Gas is a key ally for renewables to add flexibility to changing electricity markets, top Total executives told the audience. The French oil major plans to increase LNG trading and production by 2020 and exit coal mining.
"Total is gas and gas is good," CEO Patrick Pouyanne said in Paris. By 2020, Total plans to be producing and trading around 32.5 million metric tons a year (mmty) of LNG, versus the current 18.5 mmty. Total also is chartering LNG tankers for future trading, and it has two tankers now being built.
"Together with renewable energies, it is important to promote the use of gas to replace coal," Pouyanne said. "It would contribute at a low cost to meet carbon emissions targets."
Chevron Corp., the second-largest U.S. producer, didn't sign on to the carbon emissions agreement, but it's boosting its gas market presence. The San Ramon, CA-based major has increased its gas production to around 40% of its portfolio, up from 35% about 10 years ago, and it plans to increase the market share in the years ahead, CEO John Watson told the audience. Chevron's big drive today is building massive LNG export facilities in key international markets.

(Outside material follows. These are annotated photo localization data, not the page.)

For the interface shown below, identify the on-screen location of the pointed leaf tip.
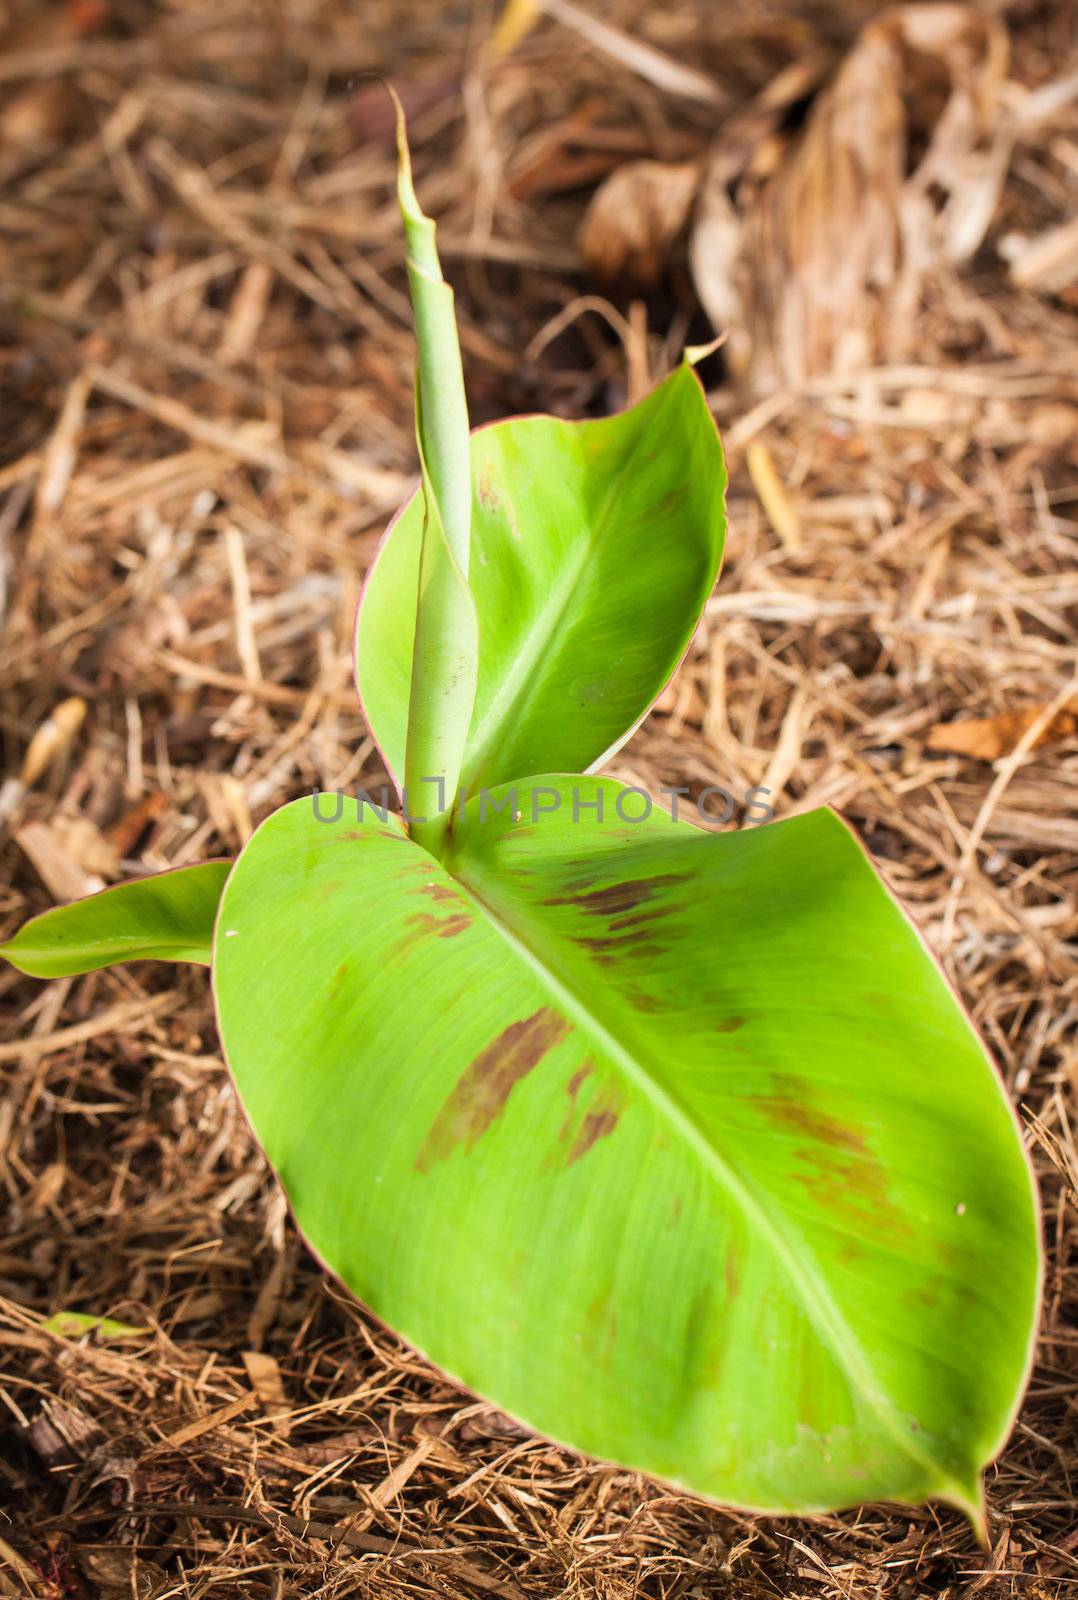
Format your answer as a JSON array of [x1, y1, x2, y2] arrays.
[[683, 332, 727, 366], [391, 85, 441, 282], [940, 1475, 989, 1546]]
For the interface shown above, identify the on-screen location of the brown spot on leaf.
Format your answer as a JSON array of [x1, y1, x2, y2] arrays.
[[761, 1075, 868, 1154], [566, 1062, 594, 1100], [420, 881, 460, 907], [837, 1236, 866, 1266], [396, 910, 440, 958], [546, 872, 684, 917], [758, 1077, 915, 1241], [397, 902, 473, 956], [684, 1282, 712, 1357], [567, 1108, 619, 1166], [477, 464, 497, 509], [761, 1081, 908, 1241], [723, 1235, 742, 1300], [792, 1156, 912, 1240], [607, 907, 670, 931], [416, 1008, 571, 1172], [903, 1279, 941, 1312], [560, 1068, 624, 1164], [715, 1015, 746, 1033], [574, 932, 665, 967], [652, 485, 685, 516], [559, 1059, 596, 1143], [327, 960, 349, 1002]]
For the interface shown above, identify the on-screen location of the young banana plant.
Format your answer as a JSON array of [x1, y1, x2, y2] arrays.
[[1, 99, 1039, 1529]]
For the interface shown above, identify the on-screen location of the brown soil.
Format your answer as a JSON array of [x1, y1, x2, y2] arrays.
[[1, 2, 1075, 1596]]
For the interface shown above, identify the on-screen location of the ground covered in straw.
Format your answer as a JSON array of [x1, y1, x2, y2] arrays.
[[1, 1, 1076, 1596]]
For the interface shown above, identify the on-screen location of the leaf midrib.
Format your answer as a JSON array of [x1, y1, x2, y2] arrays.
[[452, 854, 966, 1504]]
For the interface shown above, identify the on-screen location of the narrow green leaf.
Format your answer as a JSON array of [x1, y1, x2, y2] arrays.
[[0, 861, 232, 977], [357, 364, 726, 799], [212, 791, 1038, 1518]]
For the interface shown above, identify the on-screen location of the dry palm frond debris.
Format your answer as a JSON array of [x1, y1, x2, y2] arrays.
[[583, 3, 1078, 394], [0, 0, 1076, 1596]]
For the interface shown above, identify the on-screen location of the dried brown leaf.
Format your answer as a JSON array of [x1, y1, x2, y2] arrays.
[[242, 1349, 291, 1435], [692, 4, 1015, 390], [926, 701, 1078, 760], [579, 158, 701, 286], [14, 819, 106, 902]]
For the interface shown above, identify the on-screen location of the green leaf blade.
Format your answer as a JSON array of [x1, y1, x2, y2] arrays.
[[213, 791, 1037, 1516], [0, 860, 232, 977], [357, 363, 727, 798]]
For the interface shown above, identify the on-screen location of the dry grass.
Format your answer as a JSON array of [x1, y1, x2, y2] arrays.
[[1, 1, 1076, 1595]]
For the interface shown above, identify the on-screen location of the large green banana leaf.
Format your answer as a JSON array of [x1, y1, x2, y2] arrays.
[[211, 781, 1038, 1519], [356, 364, 726, 799]]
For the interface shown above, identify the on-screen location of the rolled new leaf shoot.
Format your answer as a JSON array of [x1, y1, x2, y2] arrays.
[[392, 91, 477, 853], [393, 90, 470, 575]]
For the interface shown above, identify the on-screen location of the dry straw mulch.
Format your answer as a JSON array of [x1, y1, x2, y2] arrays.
[[1, 1, 1076, 1596]]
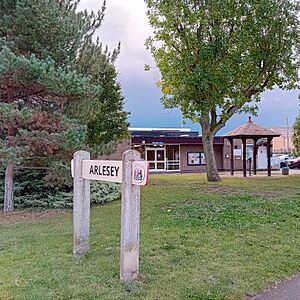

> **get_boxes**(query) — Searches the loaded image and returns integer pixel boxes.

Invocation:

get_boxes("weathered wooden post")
[248,157,252,176]
[242,138,247,177]
[73,150,91,257]
[120,150,141,282]
[71,149,148,277]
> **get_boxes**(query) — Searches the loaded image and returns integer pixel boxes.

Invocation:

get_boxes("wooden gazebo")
[224,117,280,177]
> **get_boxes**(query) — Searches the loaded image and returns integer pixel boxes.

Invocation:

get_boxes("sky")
[79,0,300,134]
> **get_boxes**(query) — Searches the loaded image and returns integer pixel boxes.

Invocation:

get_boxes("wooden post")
[242,138,247,177]
[120,150,141,282]
[267,137,272,177]
[73,150,91,257]
[253,138,257,175]
[248,158,252,176]
[229,138,234,176]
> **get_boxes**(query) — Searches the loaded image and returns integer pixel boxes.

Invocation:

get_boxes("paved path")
[220,169,300,177]
[247,273,300,300]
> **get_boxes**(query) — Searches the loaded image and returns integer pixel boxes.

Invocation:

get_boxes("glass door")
[146,147,166,171]
[146,149,156,170]
[156,149,165,170]
[166,145,180,170]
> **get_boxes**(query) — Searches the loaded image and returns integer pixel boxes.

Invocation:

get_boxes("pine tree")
[0,0,128,211]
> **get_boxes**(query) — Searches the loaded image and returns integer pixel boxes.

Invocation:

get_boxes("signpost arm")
[120,150,141,282]
[73,150,91,257]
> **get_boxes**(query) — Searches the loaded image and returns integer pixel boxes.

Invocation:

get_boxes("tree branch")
[170,42,181,54]
[212,103,243,134]
[244,67,268,98]
[174,22,191,52]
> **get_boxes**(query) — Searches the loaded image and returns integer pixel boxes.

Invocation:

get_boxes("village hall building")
[101,118,279,174]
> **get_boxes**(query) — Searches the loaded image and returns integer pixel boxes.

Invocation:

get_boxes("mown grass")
[0,173,300,299]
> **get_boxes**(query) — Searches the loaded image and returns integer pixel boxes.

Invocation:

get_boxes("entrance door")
[257,146,268,169]
[146,147,166,171]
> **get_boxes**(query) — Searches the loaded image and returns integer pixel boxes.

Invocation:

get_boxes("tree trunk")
[4,163,14,212]
[200,118,221,182]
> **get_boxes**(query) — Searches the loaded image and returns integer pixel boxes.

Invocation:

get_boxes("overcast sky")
[79,0,300,134]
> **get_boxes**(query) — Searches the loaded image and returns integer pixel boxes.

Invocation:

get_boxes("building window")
[187,152,206,166]
[188,152,200,165]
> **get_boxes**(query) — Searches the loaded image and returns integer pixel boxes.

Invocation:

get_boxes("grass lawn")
[1,174,300,300]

The Gorgon LNG facility in Australia, today Chevron's top priority, is nearly complete, with first gas exports to Asian markets expected by midyear (see Daily GPI, Jan. 30). Wheatstone LNG, also is Australia, is more than halfway complete, with first gas exports scheduled in 2016. Chevron also has equity in Angola LNG, the Northwest Shelf and other regions, including in British Columbia. The company expects to become one of the top 10 LNG suppliers within the next five years, the CEO said.
"The Gorgon LNG facility will supply just over 15 million tons of LNG per year," Watson said. "So the world will need more than a Gorgon-sized project each year for nearly 10 years to meet projected demand." To that end, industry has to come up with "new and innovative approaches to ensure the necessary infrastructure is built."
ExxonMobil, the largest U.S. gas producer, also didn't sign on to a carbon emissions accord. However, CEO Rex Tillerson said the industry "can deliver significant environmental benefits." The unconventional gas revolution in the United States, he said, has been "instrumental in reducing CO2 and methane emissions back to 1990s levels," even with a growing economy.
Tillerson urged his European counterparts to replicate the U.S. shale boom. Beyond North America, there's been little success in extracting commercial shale gas. He said other countries should not ban hydraulic fracturing, because the technology has proven so successful in the United States.